If you've spent any time at all reading up on ways to improve your sales game, you've no doubt read over and over the importance of rapid, consistent follow ups to every lead, every closed sale, every form of contact that might conceivably lead to a sale. And that's not bad advice, as far as it goes-far more sales people have a problem with not following up than with following up too much. But today, we're going to discuss the times when following up on that sales lead isn't a good idea-those times where jumping on a sales lead will only lead to wasted hours, chronic headaches, and maybe even some negative word-of-mouth.
It's not much of a sales lead.
Ideally, following on a sales lead should be done when there's a true sales lead to follow up on. That means you shouldn't be harassing any person that comes in to contact with your business, at least not immediately. Someone who gives their email to your website to get a bit more information probably doesn't want you looking them up and calling their business line to 'follow up'.
You might make a few sales that way, of course, but you'd likely do better with a more natural approach and wouldn't risk the complaints such an aggressive method inevitably generates. You want to foster positive relationships, even with prospects who ultimately don't buy, so methods with binary sell/annoy outcomes should be off the table.
You're not ready to sell.
Immediate follow-ups on a good sales lead only works if you're ready to sell. Maybe you need to know the prospect better for your preferred sales process, maybe the product you got a sales lead on isn't ready yet, maybe the sales lead indicates a prospect who doesn't want to buy yet. The point is you don't follow up until you think that follow up can generate a sale. Trying to follow up as quickly as possible is only admirable when that follow up has a chance to go somewhere otherwise; you're just wasting your time and the prospect's.
This isn't so much a problem with following up, but in the preparation for following up. It's not enough to call as quickly as possible. When studies show the value of rapid follow-ups, they assume a parity of approach--that's to say, they assume you're going to be just as ready and capable regardless of when you follow up. If you're not going to be that ready, don't follow up that fast! People don't like having their time wasted, and you should be using yours getting ready to sell or pursuing a better sales lead.
Which brings us to our last reason following up may be hurting you.

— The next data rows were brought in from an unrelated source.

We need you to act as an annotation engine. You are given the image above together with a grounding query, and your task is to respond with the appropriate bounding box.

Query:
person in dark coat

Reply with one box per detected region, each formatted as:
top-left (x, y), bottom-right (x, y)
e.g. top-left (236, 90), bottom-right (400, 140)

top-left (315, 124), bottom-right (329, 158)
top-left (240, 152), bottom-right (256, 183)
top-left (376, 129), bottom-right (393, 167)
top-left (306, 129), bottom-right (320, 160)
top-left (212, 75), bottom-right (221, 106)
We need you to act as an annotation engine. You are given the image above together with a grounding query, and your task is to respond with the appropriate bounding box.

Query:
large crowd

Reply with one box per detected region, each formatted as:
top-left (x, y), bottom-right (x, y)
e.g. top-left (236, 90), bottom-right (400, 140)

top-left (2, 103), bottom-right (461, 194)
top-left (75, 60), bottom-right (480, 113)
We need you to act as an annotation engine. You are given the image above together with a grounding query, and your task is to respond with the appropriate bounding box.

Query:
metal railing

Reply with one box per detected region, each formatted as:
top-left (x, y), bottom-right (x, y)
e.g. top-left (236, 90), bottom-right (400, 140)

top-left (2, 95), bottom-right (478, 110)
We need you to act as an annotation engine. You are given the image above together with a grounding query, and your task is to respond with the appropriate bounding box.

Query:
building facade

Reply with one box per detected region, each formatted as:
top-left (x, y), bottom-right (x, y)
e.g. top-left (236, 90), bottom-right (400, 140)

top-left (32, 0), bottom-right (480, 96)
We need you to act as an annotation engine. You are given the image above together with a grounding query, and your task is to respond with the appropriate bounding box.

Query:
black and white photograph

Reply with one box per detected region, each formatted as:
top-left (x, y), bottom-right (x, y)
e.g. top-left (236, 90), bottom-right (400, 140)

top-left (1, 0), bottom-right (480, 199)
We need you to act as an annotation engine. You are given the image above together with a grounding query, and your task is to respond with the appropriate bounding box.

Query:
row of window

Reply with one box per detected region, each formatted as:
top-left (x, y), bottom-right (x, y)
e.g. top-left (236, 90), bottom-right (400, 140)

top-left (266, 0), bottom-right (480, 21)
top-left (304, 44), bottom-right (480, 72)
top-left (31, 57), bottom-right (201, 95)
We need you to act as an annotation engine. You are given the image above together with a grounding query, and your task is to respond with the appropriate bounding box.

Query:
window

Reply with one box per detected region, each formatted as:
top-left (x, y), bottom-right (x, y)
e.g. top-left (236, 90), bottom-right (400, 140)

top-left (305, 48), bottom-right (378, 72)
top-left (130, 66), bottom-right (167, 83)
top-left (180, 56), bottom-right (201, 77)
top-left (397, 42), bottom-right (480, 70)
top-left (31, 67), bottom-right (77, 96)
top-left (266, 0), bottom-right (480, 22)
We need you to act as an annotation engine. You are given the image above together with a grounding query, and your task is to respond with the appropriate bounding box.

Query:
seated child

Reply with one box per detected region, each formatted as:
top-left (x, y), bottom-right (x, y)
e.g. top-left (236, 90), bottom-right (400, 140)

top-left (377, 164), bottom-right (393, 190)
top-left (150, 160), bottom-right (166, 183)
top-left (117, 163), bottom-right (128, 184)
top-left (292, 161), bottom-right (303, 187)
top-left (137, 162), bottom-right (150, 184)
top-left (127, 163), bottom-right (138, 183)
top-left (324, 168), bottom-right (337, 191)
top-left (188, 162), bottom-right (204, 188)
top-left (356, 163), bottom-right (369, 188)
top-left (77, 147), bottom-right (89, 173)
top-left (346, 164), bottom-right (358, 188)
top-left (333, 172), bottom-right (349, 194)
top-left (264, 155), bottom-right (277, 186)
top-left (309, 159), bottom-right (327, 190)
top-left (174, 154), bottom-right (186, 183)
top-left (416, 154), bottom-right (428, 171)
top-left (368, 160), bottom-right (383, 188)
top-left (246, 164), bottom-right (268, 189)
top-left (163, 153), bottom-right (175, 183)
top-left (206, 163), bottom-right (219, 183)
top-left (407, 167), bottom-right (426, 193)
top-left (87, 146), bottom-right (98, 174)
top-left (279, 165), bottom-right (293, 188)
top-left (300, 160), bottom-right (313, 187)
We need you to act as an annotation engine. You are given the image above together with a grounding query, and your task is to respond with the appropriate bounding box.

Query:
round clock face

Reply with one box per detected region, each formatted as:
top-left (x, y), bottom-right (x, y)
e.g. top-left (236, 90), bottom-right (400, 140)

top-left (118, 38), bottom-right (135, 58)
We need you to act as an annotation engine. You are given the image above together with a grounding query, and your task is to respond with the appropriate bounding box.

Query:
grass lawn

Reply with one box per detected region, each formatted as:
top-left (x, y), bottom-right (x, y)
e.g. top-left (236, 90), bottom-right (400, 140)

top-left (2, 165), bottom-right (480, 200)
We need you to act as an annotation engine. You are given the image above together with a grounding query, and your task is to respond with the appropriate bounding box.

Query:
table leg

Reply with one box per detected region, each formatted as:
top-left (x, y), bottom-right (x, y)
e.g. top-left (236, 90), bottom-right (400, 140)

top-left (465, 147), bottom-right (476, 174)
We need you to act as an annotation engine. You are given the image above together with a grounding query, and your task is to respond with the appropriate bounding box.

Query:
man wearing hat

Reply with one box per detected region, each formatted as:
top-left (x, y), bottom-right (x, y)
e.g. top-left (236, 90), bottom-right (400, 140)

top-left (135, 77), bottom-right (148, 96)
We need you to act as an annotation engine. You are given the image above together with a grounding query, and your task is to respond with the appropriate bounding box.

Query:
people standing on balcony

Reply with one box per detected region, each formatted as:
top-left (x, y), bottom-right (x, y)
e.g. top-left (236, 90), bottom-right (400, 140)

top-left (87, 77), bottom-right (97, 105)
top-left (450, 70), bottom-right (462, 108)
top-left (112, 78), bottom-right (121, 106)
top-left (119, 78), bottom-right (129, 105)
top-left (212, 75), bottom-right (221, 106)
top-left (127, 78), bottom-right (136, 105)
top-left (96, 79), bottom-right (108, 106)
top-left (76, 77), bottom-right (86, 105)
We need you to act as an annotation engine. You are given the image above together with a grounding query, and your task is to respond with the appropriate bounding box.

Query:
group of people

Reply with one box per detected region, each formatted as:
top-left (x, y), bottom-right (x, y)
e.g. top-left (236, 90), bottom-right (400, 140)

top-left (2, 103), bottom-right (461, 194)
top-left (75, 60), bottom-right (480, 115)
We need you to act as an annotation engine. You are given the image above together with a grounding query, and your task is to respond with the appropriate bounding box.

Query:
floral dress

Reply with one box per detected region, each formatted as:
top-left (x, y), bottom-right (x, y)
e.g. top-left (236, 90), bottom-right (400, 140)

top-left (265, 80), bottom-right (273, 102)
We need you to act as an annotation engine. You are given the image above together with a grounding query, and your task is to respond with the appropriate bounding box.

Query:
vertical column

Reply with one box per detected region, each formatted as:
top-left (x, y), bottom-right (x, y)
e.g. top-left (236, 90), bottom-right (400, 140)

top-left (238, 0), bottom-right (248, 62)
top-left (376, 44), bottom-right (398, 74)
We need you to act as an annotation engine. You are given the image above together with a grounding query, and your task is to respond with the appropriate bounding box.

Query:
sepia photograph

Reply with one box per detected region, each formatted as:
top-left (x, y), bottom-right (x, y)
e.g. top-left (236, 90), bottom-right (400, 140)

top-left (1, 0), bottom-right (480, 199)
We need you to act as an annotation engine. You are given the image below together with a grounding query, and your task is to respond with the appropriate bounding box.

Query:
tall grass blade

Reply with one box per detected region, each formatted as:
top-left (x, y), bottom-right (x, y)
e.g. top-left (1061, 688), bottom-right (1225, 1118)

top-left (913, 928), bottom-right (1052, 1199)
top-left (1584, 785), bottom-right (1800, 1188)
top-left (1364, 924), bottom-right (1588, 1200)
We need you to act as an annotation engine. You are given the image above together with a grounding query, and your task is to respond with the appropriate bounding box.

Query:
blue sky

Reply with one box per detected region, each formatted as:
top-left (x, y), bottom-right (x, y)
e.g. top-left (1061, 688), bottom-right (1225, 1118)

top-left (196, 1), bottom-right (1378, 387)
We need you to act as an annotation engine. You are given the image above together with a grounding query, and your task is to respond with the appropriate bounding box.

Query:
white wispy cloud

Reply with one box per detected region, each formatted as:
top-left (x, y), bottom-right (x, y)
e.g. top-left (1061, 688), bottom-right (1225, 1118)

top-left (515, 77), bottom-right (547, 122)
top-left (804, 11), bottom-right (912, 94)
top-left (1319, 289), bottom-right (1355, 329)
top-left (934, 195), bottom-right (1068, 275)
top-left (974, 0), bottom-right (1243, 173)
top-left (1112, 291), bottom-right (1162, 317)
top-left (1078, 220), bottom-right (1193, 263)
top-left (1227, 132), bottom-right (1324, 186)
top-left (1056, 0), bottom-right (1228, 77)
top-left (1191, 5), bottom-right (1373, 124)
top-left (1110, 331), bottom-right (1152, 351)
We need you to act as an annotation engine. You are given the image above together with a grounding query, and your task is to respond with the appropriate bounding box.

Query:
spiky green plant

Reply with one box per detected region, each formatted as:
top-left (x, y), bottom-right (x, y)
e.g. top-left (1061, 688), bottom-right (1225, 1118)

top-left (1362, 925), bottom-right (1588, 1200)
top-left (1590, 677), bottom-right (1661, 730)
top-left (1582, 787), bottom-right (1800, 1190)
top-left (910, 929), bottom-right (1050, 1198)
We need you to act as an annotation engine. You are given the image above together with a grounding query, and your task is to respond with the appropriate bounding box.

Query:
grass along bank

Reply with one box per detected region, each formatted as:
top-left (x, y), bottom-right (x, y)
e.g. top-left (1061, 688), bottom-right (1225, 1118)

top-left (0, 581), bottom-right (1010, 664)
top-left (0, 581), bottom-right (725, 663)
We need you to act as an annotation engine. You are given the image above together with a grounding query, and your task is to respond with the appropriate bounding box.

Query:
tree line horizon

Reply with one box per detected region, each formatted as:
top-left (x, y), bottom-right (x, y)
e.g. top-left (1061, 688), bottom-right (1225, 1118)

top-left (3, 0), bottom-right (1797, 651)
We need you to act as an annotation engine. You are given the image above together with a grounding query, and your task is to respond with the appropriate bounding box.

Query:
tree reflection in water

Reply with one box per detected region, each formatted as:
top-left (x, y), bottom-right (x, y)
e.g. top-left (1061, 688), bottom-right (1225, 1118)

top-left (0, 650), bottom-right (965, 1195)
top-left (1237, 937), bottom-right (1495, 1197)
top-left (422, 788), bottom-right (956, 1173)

You have better leads in the wings.
Following up on a sales lead may be a great idea, but you have a limited amount of time to work every day. That means that you need to be picking which leads to pursue with a bit of discretion, in most cases. For example, if you're getting incoming calls from interested parties, you absolutely should not be wasting time following up on someone whose only filled out a 'maybe I might be interested, I guess' survey on your website (that they only filled out to get some sort of special offer). Follow ups are a step above cold calling and can enhance most passive sales methods, but don't forget the value of your best leads.
Many sales people read advice that tells them follow up, follow up, follow up, and don't realize the caveats. In short, all follow ups are not created equally, and when you have something better than a follow up waiting for you, put it on the 'to do' list for when you run out of better leads. Don't let the ideas you read about improving sales overwrite your common sense, and you'll do fine.